Now, many people with ASD have anxiety issues which may well be related to ds1's bowel / digestion issues as his father has very severe IBS flare ups.

However, he has ASD, he has a bowel / gut disorder.

Whetehr that is relevant in aetiology who knows?

But it is the case.

Beachcomber -

Would you be linking to research by the Dr Krigsman?

You know, the clinical director of Thoughtful House, where Wakefield used to work?

The research that was published in the sympathetic Autism Insight, of which Wakefield is a director?

Gosh, peer review must have been very hard to achieve.

I'm waiting for some serious links to research that replicated Wakefield's findings.

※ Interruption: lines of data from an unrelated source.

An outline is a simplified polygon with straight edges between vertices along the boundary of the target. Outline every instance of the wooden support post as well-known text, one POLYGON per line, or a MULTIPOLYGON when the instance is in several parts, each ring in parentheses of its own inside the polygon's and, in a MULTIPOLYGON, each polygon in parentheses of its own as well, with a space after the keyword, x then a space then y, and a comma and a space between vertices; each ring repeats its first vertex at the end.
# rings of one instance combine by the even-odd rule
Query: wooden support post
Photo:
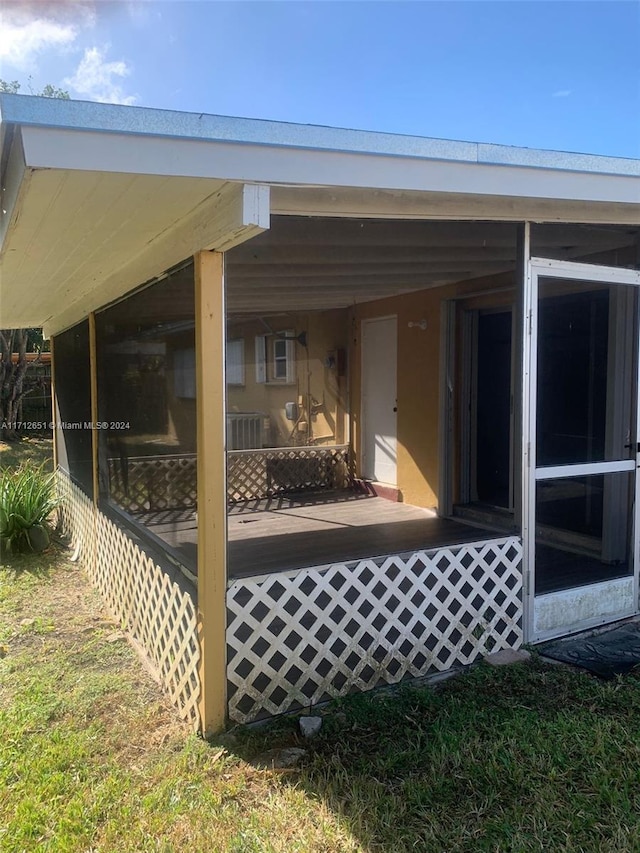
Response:
POLYGON ((200 719, 207 733, 224 727, 227 711, 224 255, 199 252, 194 262, 200 719))
POLYGON ((96 315, 89 314, 89 371, 91 381, 91 472, 93 505, 98 506, 100 481, 98 477, 98 362, 96 358, 96 315))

He has claimed that his research has been replicated in five different studies, but he's lying again (or being v economical with the truth).

Krigsman - 'nuff said

Gonzales et al - admitted could not replicate

Balzola et al (1) - a case report of ONE adult

Balzola et al (2) - a meeting abstract that was never released for peer review

Galiatsatos et al - a case report for TWO adults

Anyone with a GCSE in Science can follow your link to the Hornig research (or mine, that I posted earlier) and quite clearly see that the results did not IN ANY WAY support Wakefield.

Also -

Please do not suggest that I am finding any of this amusing.

The fact that people are still supporting this callous, money-grabbing man instead of turning their attentions to legitimate research in the area makes me want to cry actually.

There are so many more constructive ways you could be applying your energy.